„Ich gehe zu ihr, so bald ich kann!“ Gretchen konnte ihre Gedanken gar nicht mehr von Lene losbringen, und ganz empört erzählte sie mittags dem Vater, was sie gehört hatte. Herr Reinwald beschwichtigte. Er meinte, aller Anfang sei schwer, sie würden sich allmählich schon besser zusammenleben.
„Aber die wilden Buben!“ rief Gretchen.
„Wilde können gezähmt werden.“
„Aber die base!“
„basen können sich beruhigen,“ sagte Herr Reinwald in unerschütterlicher Ruhe. Das befriedigte Gretchen nicht, sie fand den Vater nicht teilnehmend genug.
„Die arme Lene, sie hat sogar geweint,“ sagte sie.

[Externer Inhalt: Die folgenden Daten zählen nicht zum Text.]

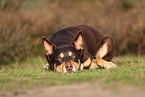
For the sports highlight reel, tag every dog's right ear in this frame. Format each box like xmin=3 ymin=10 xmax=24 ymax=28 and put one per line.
xmin=42 ymin=36 xmax=56 ymax=56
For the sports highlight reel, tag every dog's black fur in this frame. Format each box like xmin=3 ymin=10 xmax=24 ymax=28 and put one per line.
xmin=42 ymin=25 xmax=114 ymax=72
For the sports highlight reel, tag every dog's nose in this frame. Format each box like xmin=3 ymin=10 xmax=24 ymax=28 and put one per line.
xmin=65 ymin=64 xmax=73 ymax=70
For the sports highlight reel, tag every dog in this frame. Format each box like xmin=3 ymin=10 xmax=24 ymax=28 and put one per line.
xmin=42 ymin=24 xmax=116 ymax=73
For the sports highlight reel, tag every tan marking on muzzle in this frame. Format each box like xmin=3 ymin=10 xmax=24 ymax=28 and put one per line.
xmin=83 ymin=57 xmax=91 ymax=67
xmin=59 ymin=53 xmax=64 ymax=58
xmin=68 ymin=51 xmax=73 ymax=57
xmin=54 ymin=62 xmax=65 ymax=72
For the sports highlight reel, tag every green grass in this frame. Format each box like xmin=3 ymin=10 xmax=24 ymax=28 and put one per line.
xmin=0 ymin=56 xmax=145 ymax=91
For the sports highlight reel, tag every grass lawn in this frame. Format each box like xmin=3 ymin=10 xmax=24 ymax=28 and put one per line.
xmin=0 ymin=56 xmax=145 ymax=91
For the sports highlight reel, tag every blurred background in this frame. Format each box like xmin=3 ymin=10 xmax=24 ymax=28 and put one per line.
xmin=0 ymin=0 xmax=145 ymax=64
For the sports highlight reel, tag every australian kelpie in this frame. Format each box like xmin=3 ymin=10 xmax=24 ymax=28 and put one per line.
xmin=42 ymin=25 xmax=116 ymax=73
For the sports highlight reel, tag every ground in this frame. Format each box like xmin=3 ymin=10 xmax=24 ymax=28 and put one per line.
xmin=0 ymin=56 xmax=145 ymax=97
xmin=0 ymin=81 xmax=145 ymax=97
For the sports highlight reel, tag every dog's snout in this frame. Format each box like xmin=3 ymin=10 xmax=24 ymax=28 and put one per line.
xmin=65 ymin=64 xmax=73 ymax=70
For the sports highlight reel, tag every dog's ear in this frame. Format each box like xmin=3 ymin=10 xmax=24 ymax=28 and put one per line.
xmin=42 ymin=36 xmax=56 ymax=56
xmin=72 ymin=30 xmax=84 ymax=51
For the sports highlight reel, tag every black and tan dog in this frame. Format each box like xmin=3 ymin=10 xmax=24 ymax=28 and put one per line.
xmin=42 ymin=25 xmax=116 ymax=73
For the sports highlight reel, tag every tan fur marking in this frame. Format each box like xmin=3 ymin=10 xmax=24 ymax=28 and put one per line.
xmin=44 ymin=41 xmax=53 ymax=55
xmin=74 ymin=35 xmax=83 ymax=50
xmin=68 ymin=51 xmax=73 ymax=57
xmin=59 ymin=53 xmax=64 ymax=58
xmin=96 ymin=42 xmax=108 ymax=59
xmin=83 ymin=58 xmax=91 ymax=67
xmin=93 ymin=59 xmax=117 ymax=69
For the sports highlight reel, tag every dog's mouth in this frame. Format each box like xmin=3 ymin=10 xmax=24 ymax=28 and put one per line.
xmin=54 ymin=61 xmax=81 ymax=73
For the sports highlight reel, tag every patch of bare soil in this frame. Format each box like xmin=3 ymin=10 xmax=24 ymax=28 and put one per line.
xmin=0 ymin=82 xmax=145 ymax=97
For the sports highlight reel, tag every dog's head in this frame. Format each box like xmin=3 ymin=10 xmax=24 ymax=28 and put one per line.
xmin=42 ymin=31 xmax=83 ymax=73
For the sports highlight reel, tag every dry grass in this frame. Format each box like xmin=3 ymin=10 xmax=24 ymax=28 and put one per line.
xmin=0 ymin=0 xmax=145 ymax=62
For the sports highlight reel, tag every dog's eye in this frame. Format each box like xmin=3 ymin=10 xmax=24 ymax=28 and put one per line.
xmin=57 ymin=57 xmax=63 ymax=61
xmin=70 ymin=54 xmax=75 ymax=59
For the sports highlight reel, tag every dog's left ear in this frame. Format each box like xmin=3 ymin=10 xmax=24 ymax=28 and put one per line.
xmin=42 ymin=36 xmax=56 ymax=56
xmin=72 ymin=30 xmax=84 ymax=51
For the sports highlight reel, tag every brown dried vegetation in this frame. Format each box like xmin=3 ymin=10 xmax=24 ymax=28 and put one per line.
xmin=0 ymin=0 xmax=145 ymax=63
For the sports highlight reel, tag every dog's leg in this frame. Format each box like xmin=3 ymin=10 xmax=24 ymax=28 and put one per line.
xmin=43 ymin=63 xmax=50 ymax=69
xmin=95 ymin=37 xmax=114 ymax=61
xmin=90 ymin=59 xmax=117 ymax=69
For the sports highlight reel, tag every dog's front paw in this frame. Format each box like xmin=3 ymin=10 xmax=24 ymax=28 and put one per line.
xmin=43 ymin=64 xmax=50 ymax=69
xmin=93 ymin=59 xmax=117 ymax=69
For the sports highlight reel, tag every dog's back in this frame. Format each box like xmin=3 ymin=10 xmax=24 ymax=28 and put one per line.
xmin=49 ymin=25 xmax=109 ymax=56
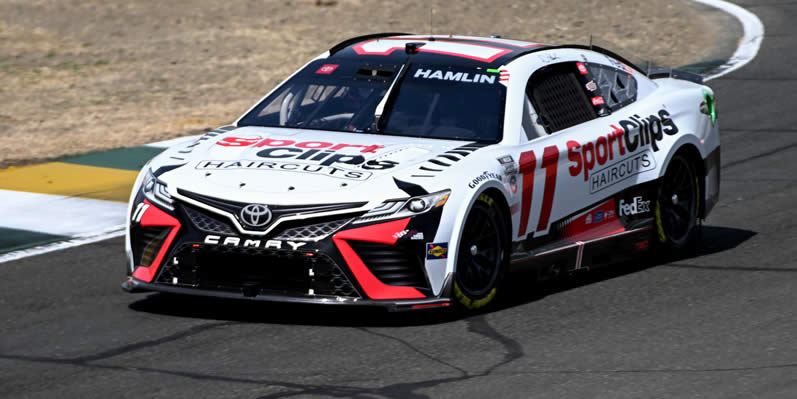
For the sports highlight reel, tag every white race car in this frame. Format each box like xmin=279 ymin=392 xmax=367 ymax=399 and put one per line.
xmin=122 ymin=34 xmax=720 ymax=310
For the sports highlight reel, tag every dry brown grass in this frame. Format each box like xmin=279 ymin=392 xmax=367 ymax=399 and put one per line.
xmin=0 ymin=0 xmax=732 ymax=167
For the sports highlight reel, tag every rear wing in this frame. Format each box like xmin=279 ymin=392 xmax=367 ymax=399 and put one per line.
xmin=647 ymin=67 xmax=703 ymax=84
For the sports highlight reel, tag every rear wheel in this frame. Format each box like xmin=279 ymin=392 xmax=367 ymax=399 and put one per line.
xmin=654 ymin=155 xmax=700 ymax=251
xmin=454 ymin=194 xmax=509 ymax=309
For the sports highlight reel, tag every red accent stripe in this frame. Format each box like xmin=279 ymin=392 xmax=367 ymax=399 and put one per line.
xmin=332 ymin=218 xmax=426 ymax=299
xmin=518 ymin=151 xmax=537 ymax=237
xmin=352 ymin=38 xmax=512 ymax=63
xmin=133 ymin=200 xmax=180 ymax=283
xmin=411 ymin=302 xmax=451 ymax=309
xmin=380 ymin=35 xmax=548 ymax=48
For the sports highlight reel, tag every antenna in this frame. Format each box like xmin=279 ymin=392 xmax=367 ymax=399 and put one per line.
xmin=429 ymin=7 xmax=434 ymax=36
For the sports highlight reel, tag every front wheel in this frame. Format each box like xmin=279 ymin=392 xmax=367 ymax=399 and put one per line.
xmin=454 ymin=194 xmax=509 ymax=309
xmin=655 ymin=155 xmax=700 ymax=252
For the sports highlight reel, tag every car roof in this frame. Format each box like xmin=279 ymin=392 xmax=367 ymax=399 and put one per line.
xmin=329 ymin=33 xmax=550 ymax=68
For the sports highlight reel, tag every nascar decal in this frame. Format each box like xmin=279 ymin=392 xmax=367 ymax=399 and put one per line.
xmin=426 ymin=242 xmax=448 ymax=260
xmin=196 ymin=160 xmax=372 ymax=180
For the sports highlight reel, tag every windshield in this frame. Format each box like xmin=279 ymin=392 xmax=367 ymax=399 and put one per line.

„Die ‚arme Lene‘ macht vielleicht auch manchen Fehler, ein Engel ist auch sie nicht. Ehe man so unbarmherzig den Stab bricht über ihre Angehörigen, müßte man doch mehr Einblick in die Verhältnisse haben.“
„Aber Lene hat ja der Mutter alles erzählt!“
„Eines Mannes Red
Ist keines Mannes Red,
Man muß sie hören alle beed.“
Dieser Spruch brachte Gretchen vollends in Verzweiflung. „O Mutter,“ rief sie, „sprich doch auch ein Wort für Lene, der Vater hat gar kein Herz mehr für sie!“ Frau Reinwald legte sich ins Mittel. „Sei nur zufrieden, ich gehe in der nächsten Zeit einmal hin und sehe, wie es steht.“
Gretchen war nun still, aber sie mußte immer an Lene denken, bis dieser Kummer durch den Gedanken an die französische Stunde verdrängt wurde, die sie heute zum erstenmal erteilen sollte. Sie hätte sich nur gefreut auf diese Stunde, wenn sie über einen Punkt beruhigt gewesen wäre: ob Fräulein von Zimmern den Stunden beiwohnen würde. Sie war überzeugt, daß sie allein ihre Sache viel besser machen würde und bald gut Freund wäre mit der fremden Kleinen, für die sie schon eingenommen war, ehe sie dieselbe kannte, aber in Gegenwart von Fräulein von Zimmern traute sie sich nichts zu. Als sie nun um vier Uhr ins Schulhaus kam, stürmten die Kinder alle die Treppe herunter, und es war ihr ganz eigen zumute, daß sie, als Lehrerin, dem Strom entgegen hinaufging.
Die dritte Klasse hatte sich eben entleert, ein Kind saß allein noch auf der letzten Bank, und Gretchen konnte leicht erraten, daß das ihre künftige Schülerin war. So einsam im Schulzimmer zurückbleiben müssen, wenn alle Kamerädinnen hinausspringen, so auf der letzten Bank sitzen und warten, bis eine ganz fremde Lehrerin kommt, das ist keine glückliche Lage, und Gretchen mit ihrem warmen Herzen fühlte das sofort. Sie hatte eigentlich warten wollen, bis Fräulein von Zimmern sie in aller Form der Schülerin vorstellen würde, aber als sie das Kind so verlassen sah, kam es ihr anders. Schnell ging sie auf sie zu, setzte sich neben sie auf die Bank, legte den Arm um sie und sagte: „Gelt, du möchtest jetzt gewiß lieber mit den andern fort, als bei mir französisch lernen? Aber ich mach’s gar nicht lang; sieh, da legen wir meine Uhr her und sowie der Zeiger da auf halb ist, hören wir auf.“
Die Kleine antwortete nicht auf diese freundliche Anrede. Gretchen erinnerte sich an Fräulein von Zimmerns Wort: „verschüchtert“. Ja, so erschien sie und so zeigte sie sich auch, als jetzt Fräulein von Zimmern eintrat. Sie blieb sitzen, während Gretchen vortrat und grüßte. Fräulein von Zimmern, die sonst jede kleine Unhöflichkeit zu tadeln pflegte, übersah es bei diesem Kind und sprach milder, als sonst ihre Art war. Gretchen merkte wohl, daß es ihr am Herzen lag, die Kleine zu ermutigen.